Wan Gölü havzasına akan dere ve akarsular üzerinde yapılan Jeotermik Santraller (JES), Hidroelektrik Santraller (HES) ve barajların da su seviyesinin düşmesinde etkili olduğu belirtiliyor. Devlet ve özel teşebbüs işbirliğiyle Zîlan, Koçköprü Barajı, Wan’ın Şax (Çatak) ilçesi ile Wan’ın Bêgirî (Muradiye) ilçesindeki HES’ler bu etkilenmenin başlarında sıralanıyor.
Son 10 yılda göldeki çekilme artarken kış bitimine son bir ay kalmasına rağmen, bu yıl kentte kar yağışının mevsim normallerinin çok altında seyretmesi, Wan Gölü’nün geri çekilmesini hızlandıracağı endişelerini arttırdı.
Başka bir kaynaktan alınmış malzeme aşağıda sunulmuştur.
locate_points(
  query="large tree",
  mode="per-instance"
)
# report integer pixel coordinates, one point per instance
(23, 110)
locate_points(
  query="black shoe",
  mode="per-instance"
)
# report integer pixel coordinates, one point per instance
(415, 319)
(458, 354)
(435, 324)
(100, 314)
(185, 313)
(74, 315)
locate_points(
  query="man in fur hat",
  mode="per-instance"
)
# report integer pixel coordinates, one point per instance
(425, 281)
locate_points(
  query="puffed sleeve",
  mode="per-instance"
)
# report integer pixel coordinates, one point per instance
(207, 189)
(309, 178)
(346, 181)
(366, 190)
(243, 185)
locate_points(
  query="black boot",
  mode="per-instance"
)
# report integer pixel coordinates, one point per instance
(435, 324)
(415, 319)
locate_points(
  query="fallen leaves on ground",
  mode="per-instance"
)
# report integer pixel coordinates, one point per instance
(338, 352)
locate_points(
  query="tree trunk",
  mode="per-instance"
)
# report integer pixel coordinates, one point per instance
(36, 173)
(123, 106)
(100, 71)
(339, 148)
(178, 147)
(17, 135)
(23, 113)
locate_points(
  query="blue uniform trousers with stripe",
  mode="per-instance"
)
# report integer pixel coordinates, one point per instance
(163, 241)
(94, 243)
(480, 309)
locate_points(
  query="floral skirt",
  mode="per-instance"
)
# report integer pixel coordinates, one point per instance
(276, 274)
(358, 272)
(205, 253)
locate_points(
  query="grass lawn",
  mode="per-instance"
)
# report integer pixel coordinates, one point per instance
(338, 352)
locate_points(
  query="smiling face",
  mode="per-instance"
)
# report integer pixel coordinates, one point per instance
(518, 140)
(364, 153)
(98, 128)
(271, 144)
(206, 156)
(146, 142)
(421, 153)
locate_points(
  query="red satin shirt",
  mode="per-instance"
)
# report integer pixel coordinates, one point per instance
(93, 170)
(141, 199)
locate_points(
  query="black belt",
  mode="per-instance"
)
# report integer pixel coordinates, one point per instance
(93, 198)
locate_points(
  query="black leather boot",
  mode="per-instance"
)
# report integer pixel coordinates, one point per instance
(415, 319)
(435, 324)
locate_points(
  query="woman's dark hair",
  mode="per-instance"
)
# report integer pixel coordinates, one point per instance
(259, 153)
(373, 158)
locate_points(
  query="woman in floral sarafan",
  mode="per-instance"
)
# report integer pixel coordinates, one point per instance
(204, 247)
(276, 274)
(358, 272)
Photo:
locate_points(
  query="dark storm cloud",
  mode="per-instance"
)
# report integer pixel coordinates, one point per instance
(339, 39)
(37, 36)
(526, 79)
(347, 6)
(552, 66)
İnci kefali tehdit altında
Wan Gölü’nü besleyen ve inci kefalleri için hayati önemdeki akarsuların üzerine yapılan HES ve barajlar nedeniyle gölle buluşan sularda büyük bir azalma yaşanmakta. Bu durum bölgede ve Wan Gölü’nde büyük bir ekolojik yıkımı ortaya çıkarırken bu yıkımdan inci kefalleri de ağır biçimde payını alıyor. Bölge maden ve enerji işgali altına alınırken, yaşanan sorunların küresel iklim değişimine bağlanma çabası ise dikkat çekiyor. Binlerce yıldır Wan Gölü’nde yaşayan ve üremek için gölü besleyen akarsulara göç etmek zorunda olan inci kefalleri HES ve Barajların neden olduğu su azlığı, kıyı işgalleri vb. gibi nedenlerle adeta yok oluşa sürüklenmekte.
Bilim dışı yaklaşım
Wan Gölü veya dünyanın birçok göl sularında uranyumun olması göle bırakılan atıklardan kaynaklanmaktadır. Bir nehir, göl veya herhangi bir su kütlesindeki uranyum varlığı, boşaltılan atık sudan kaynaklanırken, uranyum su besin zinciri boyunca yüksek seviyelere birikerek çeşitli mikroorganizmalara, bitkilere ve su hayvanlarına zarar verirken bu zarar insanlara kadar taşınmaktadır. Organizmalarda uranyuma maruz kalmak, normal biyolojik aktiviteleri bozar, radyotoksisite ve ağır metal toksisitesi nedeniyle canlılarda doku hasarına neden olur. Uranyum, maruz kalma yollarından bağımsız olarak hayvanların böbreklerinde ve kemiklerinde yoğunlaşmaya eğilimlidir. Tüm bu gerçekler bilinirken, gölde ortaya çıkan uranyumun nedenlerini tespit edilip engellenmesi gerekirken, ‘nükleer enerji’ için kullanılmasını önermek ise bilim dışı bir yaklaşımdır.
Wan Gölü’nden uranyum kazanmak
Dünyada nükleer savaş tehditleri büyürken, nükleerin temiz enerji statüsüne alınmasıyla uranyum madenciliği genişletilmeye çalışılıyor. Diğer yandan ‘bilim’ insanları uranyum elde edilmesi üzerine çalışma yapıyor. Fırat Üniversitesi (FÜ) Kimya Bölümü Öğretim Üyesi Prof. Dr. Mehmet Yaman, Van Gölü’ndeki kirliliği araştırmak için laboratuvarda analiz yaparken göldeki yüksek uranyum oranını keşfettiği ve Wan Gölü’nde çözünmüş halde 50 bin ton civarında uranyum bulunduğunu iddia etti. Yaman’ın, Wan Gölü suyunun sodalı olması bakımından çözünmüş halde bulanan uranyumu elde etme işlemlerinin diğer kaynaklara göre daha avantajlı, ekonomik ve ‘çevre dostu’ olduğunu iddia etmesi ise dikkat çekti. Yaman’ın, Türkiye’nin enerji sektörüne bakış açısını şekillendirecek bir alternatif olan nükleer santraller ve Van Gölü suyundaki uranyumun zenginleştirilmesinin teşvik edilmesi gerektiğini söylemesi ise manidar bir durum.